Civil Rights For Minorities

Airman William Diez posterDuring the war. For many African Americans, the war offered an opportunity to get out of the cycle of crushing rural poverty. Blacks joined the military in large numbers, escaping a decade of Depression and tenant farming in the South and Midwest. Yet, like the rest of America in the 1940s, the armed forces were segregated.

The Army accepted black enlistees but created separate black infantry regiments and assigned white commanders to them. The Army Air Corps’ black fighter wing was completely separate, training at an all black university at Tuskegee, Alabama. The Navy segregated Negro units and gave them the most menial jobs on ships. And the Marines, at least initially, didn’t even accept African Americans. At every training base, black and white soldiers were kept apart.

But in the chaos of war, segregation broke down. It’s hard to keep the races apart when both are being attacked.
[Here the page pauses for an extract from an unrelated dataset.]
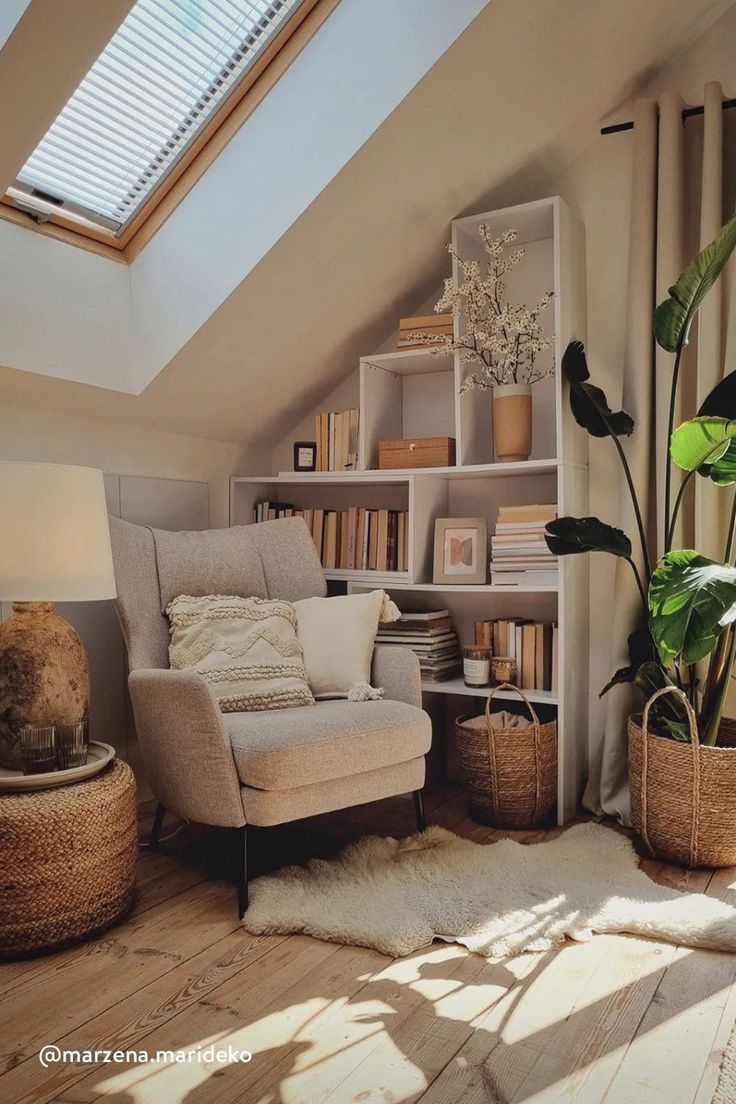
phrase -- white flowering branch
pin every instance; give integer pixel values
(500, 339)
The breakdown began as early as Pearl Harbor. As the battleship U.S.S. Arizona was sinking and still under attack, a Negro seaman who had been trained as nothing but a mess man rushed to the deck, grabbed an unmanned anti-aircraft machinegun and kept firing until his ammunition ran out. Only then did he abandon ship. For months, the Navy refused to even identify the sailor. Negro newspapers kept the story alive, and the Navy finally identified him as Dorie Miller and awarded him a medal.

The Tuskegee Airmen were assigned to North Africa and later to Italy. They flew 200 bomber escort missions over southern Europe without allowing a single bomber to be shot down by enemy fighters. Their longest mission took them over Berlin where they encountered at least eight of the new, fast jet fighters. They shot down two and damaged the other five. The unit received two Presidential citations, and individual flyers received 150 medals.

Yet discrimination continued at home. Thurman Hoskins left the rural community of York, Nebraska, for basic training in Louisiana. At first, his black unit was issued sticks instead of guns. “We were trained with sticks how to do all of the things that you do,” he says. Later they were issued the same Garand M-1 rifles the white troops had had. “It was kind of nice to have a gun instead of a stick.”


play me iconJosh White playing at a war bond rallyThis awareness of racism reached popular culture. Josh White was a blues musician who wrote songs pointing out the discrimination experienced by blacks during the war.
“Uncle Sam Says” is a biting, satiric indictment of discrimination
. White took each branch of the service and pointed out that “Uncle Sam says, ‘Keep on your apron, son; / You know I ain’t going to let you shoot my big Navy gun.’ ”

White’s songs came to the attention of Franklin and Eleanor Roosevelt who invited him perform at the White House. That performance led to a long friendship and other visits.

“Double V” campaignFor at least one serviceman from Wichita, Kansas, the irony of being asked to die for a country that denied him basic civil rights was too much. James Thompson wrote to the black newspaper, the Pittsburg Courier, and asked “Should I sacrifice to live ‘half American?’” The newspaper responded by calling for a “Double V” campaign. The campaign borrowed on the well-known two-finger “V for Victory” salute from Winston Churchill. The paper proclaimed that blacks should work for the victory of democracy both at home and abroad. The Double V campaign caught on.

After the war. When Black, Hispanic, and Native American soldiers returned they found a country that still did not grant them full rights, but a movement for the expansion of civil rights had been born. Some black soldiers who had left farm jobs in the South decided not to return home. Instead, they moved to cities, looking for work that was similar to what they had learned in the armed forces. This movement represented an intensification of the black migration that began around the turn of the century.

Birdie Farr’s husband, John, worked as an airplane mechanic during the war and wanted to work on cars after it. His war work was vital to keeping bombers in the air. Like many black veterans, John had trouble finding similar work when he returned home. John applied for a mechanic’s job at a York, Nebraska, auto dealership. The owner said he wouldn’t hire him as a mechanic, but he’d hire him to clean up the shop. John said, “That isn’t what I went to school for or come out of the service for. I want a real job.” John had to work at odd jobs in the York area. Eventually, he took a job at the auto dealer, running the car wash until he worked his way into a job as a mechanic. John Farr worked as a specialty mechanic for 22 years before he started his own auto business in York.

Birdie credits the war with helping break up discrimination. “The war broke up a lot of that prejudice,” she says. “You were there to do a job. And if you can do it, you’re going to do it not matter what color you are. You work next to the next guy. Your life depended on him regardless of what color they are.”